The eighth-grade Language Arts teacher at Eagle Peak, Shannon Nelson, says, “Online teaching, for me, is a whole new world. There are so many things that take place in the classroom that cannot be replicated online, even with video chats. I have greatly missed, and I have noticed my students greatly miss, all of the interactions we had every single day. There's so much power in being able to see a student’s face when you are teaching--a teacher can see if they are stressed, confused, depressed, and they can help a student even when they aren't comfortable expressing that they need help.” Many teachers feel the same power in presence. 

Students also battle different things at home that factor into how they get their work done and how accurate or thorough their completed work is. For instance, some people may have a family member that they need to help take care of or may have other things going on at home that would cause them to become distracted when trying to complete assignments. Students are also facing many different emotions that come from missing their classmates and the cancelation of activities they were looking forward to. 

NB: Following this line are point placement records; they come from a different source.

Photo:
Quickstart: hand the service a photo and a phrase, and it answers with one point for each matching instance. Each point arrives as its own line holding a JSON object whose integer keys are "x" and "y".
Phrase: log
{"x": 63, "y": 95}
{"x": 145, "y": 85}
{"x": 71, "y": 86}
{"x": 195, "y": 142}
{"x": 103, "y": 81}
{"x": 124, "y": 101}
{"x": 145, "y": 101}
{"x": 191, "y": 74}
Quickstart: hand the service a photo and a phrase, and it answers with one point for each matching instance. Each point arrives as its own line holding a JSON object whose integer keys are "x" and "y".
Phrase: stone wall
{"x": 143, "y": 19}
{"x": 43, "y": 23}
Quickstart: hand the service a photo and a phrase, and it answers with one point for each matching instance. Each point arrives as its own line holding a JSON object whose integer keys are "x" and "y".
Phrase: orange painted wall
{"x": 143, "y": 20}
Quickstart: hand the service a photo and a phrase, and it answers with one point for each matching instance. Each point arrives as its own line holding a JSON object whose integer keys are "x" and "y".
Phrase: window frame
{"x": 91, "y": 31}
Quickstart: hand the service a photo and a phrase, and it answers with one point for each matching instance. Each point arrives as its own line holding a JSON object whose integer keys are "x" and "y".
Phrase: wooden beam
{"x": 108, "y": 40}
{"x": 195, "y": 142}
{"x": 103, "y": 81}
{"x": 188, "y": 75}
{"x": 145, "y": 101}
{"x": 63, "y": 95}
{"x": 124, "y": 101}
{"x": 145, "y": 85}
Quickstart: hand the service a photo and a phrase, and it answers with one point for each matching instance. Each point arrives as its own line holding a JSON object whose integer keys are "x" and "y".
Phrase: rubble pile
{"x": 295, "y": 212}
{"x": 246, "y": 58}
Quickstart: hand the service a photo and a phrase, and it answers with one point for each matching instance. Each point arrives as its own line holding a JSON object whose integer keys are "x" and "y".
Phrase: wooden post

For eighth-graders at Eagle Peak, our middle school graduation will have to be rescheduled, and we will miss out on many special activities planned for the end of their year that come with graduating. Many of the students have been looking forward to these activities for years and were terribly sad to see them canceled or moved to a later date. Missing out on these major milestones has had a negative effect on many students who are still trying to find ways to see the bright. 

As a school and community, Eagle Peak has faced and struggled through many challenges. From fire to loss, to this pandemic, we have battled it all and came out stronger than before. Though these times are rough, teachers and staff members have been doing whatever they can to generate positivity and checking in on students, promising brighter days and spreading much-needed kindness to those who need it. 

Though students and teachers have tons of new conditions to adapt to and are missing out on things they have been waiting for, we all stay united online, together. Learning has taken on a different aspect, but students are adapting with each tide of change COVID-19 has brought upon them. Even far apart, Eagle Peak Middle School is staying united in working toward our education, and students and staff members are ready to welcome the good and prepare for whatever comes next.